Thorns thick and dripping with blood. My blood. I couldn’t move. The thorns pinned me into place, biting into my skin. A tendril wrapped around my right shoulder and squeezed. I screamed, hoarse and loud, but nobody heard me.

Isabel waved a hand in front of my face. I hadn’t even noticed she’d come up beside me. “Ivy? You’re zoning out.”

“Yeah. I hate thorns.” I shuddered. “Is that the healing spell?”

I took it, activating the blue band-shaped spell with a snap. Some of my aches and pains vanished. Another flash told me Vance had activated his. The way his hand automatically jumped to his left arm suggested he’d been bitten or scratched more than once. By his own uncle. Jesus. We had to stop whoever was targeting the shifters.

Unfortunately, the thorns proved resilient, and only Vance’s displacing ability could get rid of them. By the time the last thorn had vanished, the sun had disappeared in a golden haze behind the rooftops, and we’d had to turn away no fewer than fifteen cars who’d turned into the road to find the way blocked by thorns. The house sat on a cul-de-sac so we didn’t get too much traffic, but the mages would probably have to deal with a line of complainers demanding to know why magical thorns had been blocking the road.

“The council will be pissed with me.” I knelt to clean up the last of the discarded spells.

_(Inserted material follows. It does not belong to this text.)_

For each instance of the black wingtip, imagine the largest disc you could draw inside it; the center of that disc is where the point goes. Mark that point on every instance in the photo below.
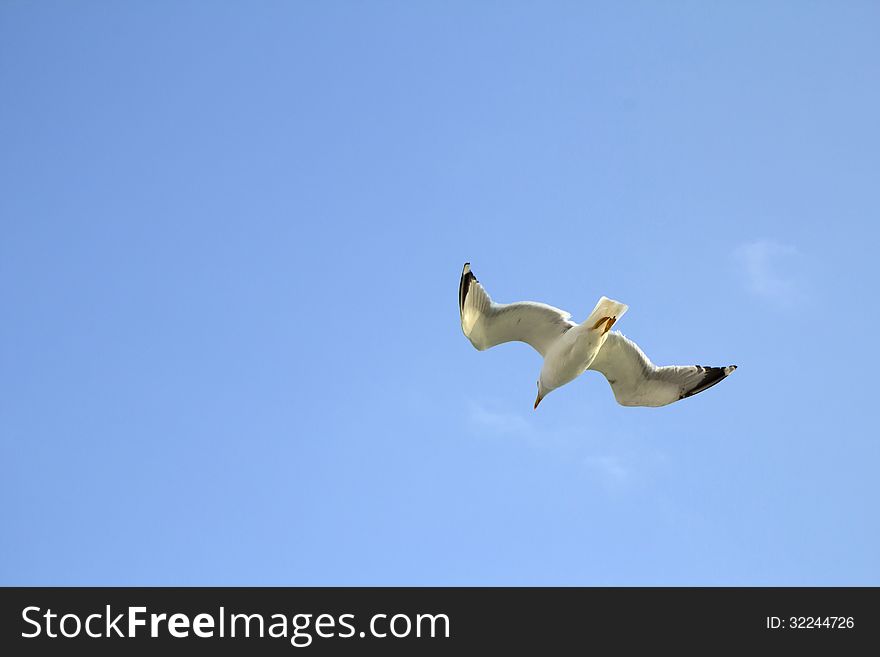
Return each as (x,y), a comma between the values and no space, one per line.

“I’ll take care of it.” Vance stood still, eyes closed. “That’s the last of them?”

“Yeah. You okay?”

“Don’t worry. Whatever caused me to shift drained a lot of my power. I’ll be fine tomorrow. You should go home.”

“Before another thorn monster attacks me.” I joked to ease the tightening in my chest. This situation kept getting more tangled. More—thorny. Ha. Too many problems, not enough time, and a death threat hanging over my head, possibly from the person behind the shifter deaths in the first place.

“Wish there was a way to make sure no shifters leave their territory tonight,” I said.

Vance nodded. “Mages are patrolling. They’ll call me if they see anything.”

Yeah. That’s what I’m scared of.
We needed answers
now,
but I couldn’t use the tracker on a faerie thorn inside our house. Not with George in there. Isabel had gone back into the flat to make sure he didn’t run outside, but I’d have to tell her the truth. I doubted Henry and Susie would ever trust us with babysitting again after this week.

“I don’t get it,” I said softly. “Thorns. They’re not the Lady of the Tree’s, even if she does have the talisman. Velkas’s blade can… if she has it, she can take life from others.”